I am rarely known as a great lover of oil companies or as a defender of their faith. Indeed, I have in recent years devoted my fortune, efforts and all waking energies to the development of disruptive technologies designed specifically to effect their total obsolescence.

We produce videos on how to convert your car to electric drive. If we can influence sufficient men of vigor to do so, the dependence on foreign oil will be entirely eliminated, and most of the world's largest and most profitable companies will be largely marginalized. I cannot imagine a picture with me serving as flag waver for any oil company.

That said, I have just witnessed the widely lauded "presidential" bold initiative in calling BP's chief executive officer on the carpet in the Oval Office to extract a $20 billion tribute with unspeakable embarrassment and shame.
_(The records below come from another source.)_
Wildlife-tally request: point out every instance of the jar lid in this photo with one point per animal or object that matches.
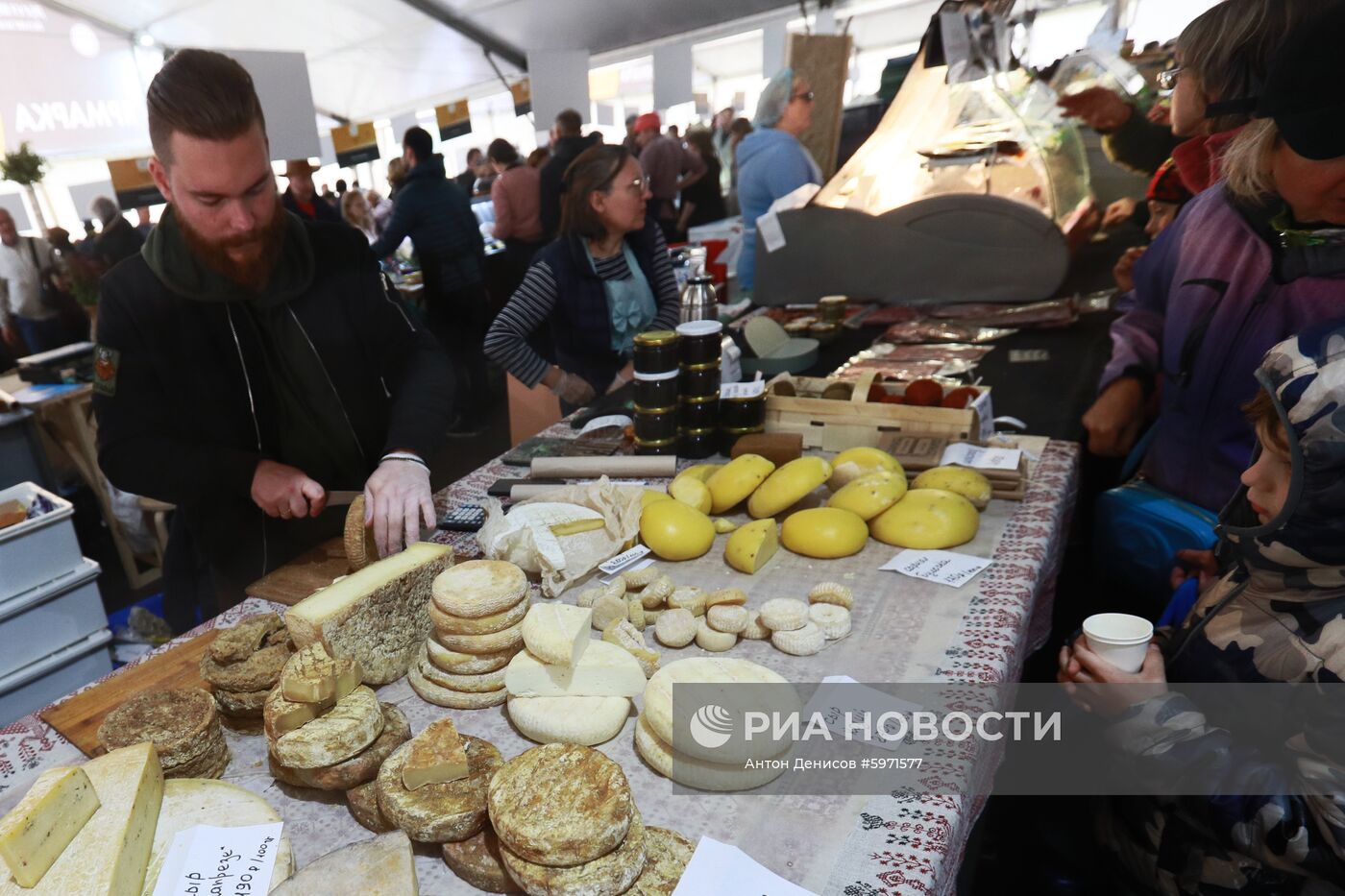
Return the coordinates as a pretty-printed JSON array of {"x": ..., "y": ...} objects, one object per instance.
[
  {"x": 699, "y": 328},
  {"x": 665, "y": 375},
  {"x": 655, "y": 338}
]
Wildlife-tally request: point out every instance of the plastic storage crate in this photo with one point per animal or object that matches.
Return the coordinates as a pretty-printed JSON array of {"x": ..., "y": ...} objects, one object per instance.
[
  {"x": 50, "y": 617},
  {"x": 56, "y": 675},
  {"x": 39, "y": 549}
]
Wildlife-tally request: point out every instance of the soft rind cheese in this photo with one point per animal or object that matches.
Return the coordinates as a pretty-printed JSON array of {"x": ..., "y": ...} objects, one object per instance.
[
  {"x": 110, "y": 852},
  {"x": 557, "y": 634},
  {"x": 36, "y": 832},
  {"x": 604, "y": 670},
  {"x": 313, "y": 677},
  {"x": 436, "y": 757},
  {"x": 377, "y": 615},
  {"x": 201, "y": 801},
  {"x": 380, "y": 866},
  {"x": 343, "y": 731}
]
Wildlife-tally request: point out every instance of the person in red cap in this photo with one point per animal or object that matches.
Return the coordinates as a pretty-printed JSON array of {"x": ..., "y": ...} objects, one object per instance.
[
  {"x": 669, "y": 166},
  {"x": 1166, "y": 195}
]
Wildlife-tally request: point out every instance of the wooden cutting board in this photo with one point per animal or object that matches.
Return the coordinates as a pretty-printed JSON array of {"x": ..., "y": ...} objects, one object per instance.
[
  {"x": 303, "y": 574},
  {"x": 78, "y": 718}
]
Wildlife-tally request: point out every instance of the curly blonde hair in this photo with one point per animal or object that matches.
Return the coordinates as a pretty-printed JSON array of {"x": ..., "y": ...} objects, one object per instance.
[{"x": 1247, "y": 161}]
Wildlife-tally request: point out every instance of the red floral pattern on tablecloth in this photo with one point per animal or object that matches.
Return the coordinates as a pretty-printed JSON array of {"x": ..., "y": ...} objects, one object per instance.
[{"x": 911, "y": 842}]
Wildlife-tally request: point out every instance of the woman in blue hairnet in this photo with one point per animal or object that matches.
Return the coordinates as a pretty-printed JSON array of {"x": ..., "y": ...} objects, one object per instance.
[{"x": 770, "y": 160}]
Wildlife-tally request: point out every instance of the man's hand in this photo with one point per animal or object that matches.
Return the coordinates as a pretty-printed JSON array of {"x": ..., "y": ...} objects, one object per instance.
[
  {"x": 1087, "y": 675},
  {"x": 1115, "y": 419},
  {"x": 1099, "y": 108},
  {"x": 1119, "y": 213},
  {"x": 1125, "y": 271},
  {"x": 397, "y": 498},
  {"x": 285, "y": 492}
]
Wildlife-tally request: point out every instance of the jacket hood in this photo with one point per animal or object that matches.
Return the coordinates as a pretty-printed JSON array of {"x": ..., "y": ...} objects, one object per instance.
[
  {"x": 432, "y": 167},
  {"x": 178, "y": 268},
  {"x": 1304, "y": 545},
  {"x": 763, "y": 141}
]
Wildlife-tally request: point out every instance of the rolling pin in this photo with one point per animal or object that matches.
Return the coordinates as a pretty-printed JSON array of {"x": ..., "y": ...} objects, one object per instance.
[{"x": 634, "y": 466}]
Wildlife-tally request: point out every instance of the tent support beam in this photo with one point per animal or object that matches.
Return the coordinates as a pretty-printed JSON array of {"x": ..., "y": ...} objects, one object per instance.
[{"x": 491, "y": 43}]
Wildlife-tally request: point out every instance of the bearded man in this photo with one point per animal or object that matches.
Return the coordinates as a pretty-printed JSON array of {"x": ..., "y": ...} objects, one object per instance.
[{"x": 251, "y": 362}]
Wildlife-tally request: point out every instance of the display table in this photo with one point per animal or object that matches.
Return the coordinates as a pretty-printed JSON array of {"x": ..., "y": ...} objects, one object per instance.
[{"x": 904, "y": 630}]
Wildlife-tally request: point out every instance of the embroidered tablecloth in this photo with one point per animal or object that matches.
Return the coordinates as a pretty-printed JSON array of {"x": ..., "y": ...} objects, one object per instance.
[{"x": 904, "y": 630}]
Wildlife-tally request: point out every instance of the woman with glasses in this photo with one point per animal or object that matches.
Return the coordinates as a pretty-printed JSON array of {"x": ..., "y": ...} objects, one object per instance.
[
  {"x": 607, "y": 278},
  {"x": 770, "y": 160}
]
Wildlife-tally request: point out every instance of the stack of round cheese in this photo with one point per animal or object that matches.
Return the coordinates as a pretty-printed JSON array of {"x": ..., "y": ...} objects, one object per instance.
[
  {"x": 444, "y": 811},
  {"x": 245, "y": 662},
  {"x": 182, "y": 724},
  {"x": 477, "y": 611},
  {"x": 723, "y": 767},
  {"x": 336, "y": 735}
]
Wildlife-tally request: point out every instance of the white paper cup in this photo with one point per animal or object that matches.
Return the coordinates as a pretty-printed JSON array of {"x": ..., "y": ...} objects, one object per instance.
[{"x": 1119, "y": 638}]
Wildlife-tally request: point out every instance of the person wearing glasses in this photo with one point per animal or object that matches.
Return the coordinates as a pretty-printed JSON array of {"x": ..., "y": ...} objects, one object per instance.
[
  {"x": 770, "y": 160},
  {"x": 1220, "y": 61},
  {"x": 572, "y": 322}
]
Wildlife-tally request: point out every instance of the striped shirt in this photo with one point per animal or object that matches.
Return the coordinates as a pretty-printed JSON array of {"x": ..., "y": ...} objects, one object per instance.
[{"x": 534, "y": 301}]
There can be no question it was involuntary. Indeed, our elected head of state announced both his intention and the dollar figure on national television the evening before the meeting. That BP acceded to his demand poses poor surprise. As such, it serves as a public example of executive piracy, placing the United States on a moral plane with Somalian pirates, holding captive tourists ransom for cash.

From our first agreement of the various states to act as one nation, we are founded on the principle of a nation of laws and not of rulers. We intentionally, and at a time when it was truly an innovation, gave up the efficiencies of royal decree and law as the whim of one trusted leader, be it king or despot. Instead, we were to be ruled by agreed laws and regulations created by our elected representatives, in concert, and enforced in as just manner as a Byzantine system of checks and balances could ensure, however imperfectly.

President Obama's shakedown of BP represents a scurrilous and craven act more akin to organized crime and neighborhood protection rackets. With no due process of law or even an allusion to one, he summarily threatened BP and demanded a tribute of $20 billion with no strings attached. All this for the sake of appearing to do something presidential in the face of a technical problem he is ill equipped as "neighborhood organizer" to deal with.

In stereotypical fashion, he fell back on soliciting a "sponsorship" from a "corporation" to fund his plans. But his use of presidential power and the weight of the United States government to coerce the "contribution" in this case constitutes piracy, and more broadly high treason, with scant room for intellectual remove or debate.

With deep embarrassment, I do apologize publicly and in all sincerity for the actions of my president, and to any and all who will hear. This is not who we are as a people, nor as a land, nor as a nation.

As to President Obama, nothing less than his immediate resignation from office will suffice, herein called for this date.

I would urge his successor to return these ill-gotten gains immediately and proceed in dealing with this situation, and with BP, in lawful fashion as the designated spokesman and executive officer for the republic.

As to the overly and utterly predictable moronic response: It matters not who they are or what they have done. It does matter who we are, and what we do.

Jack Rickard is a Cape Girardeau resident.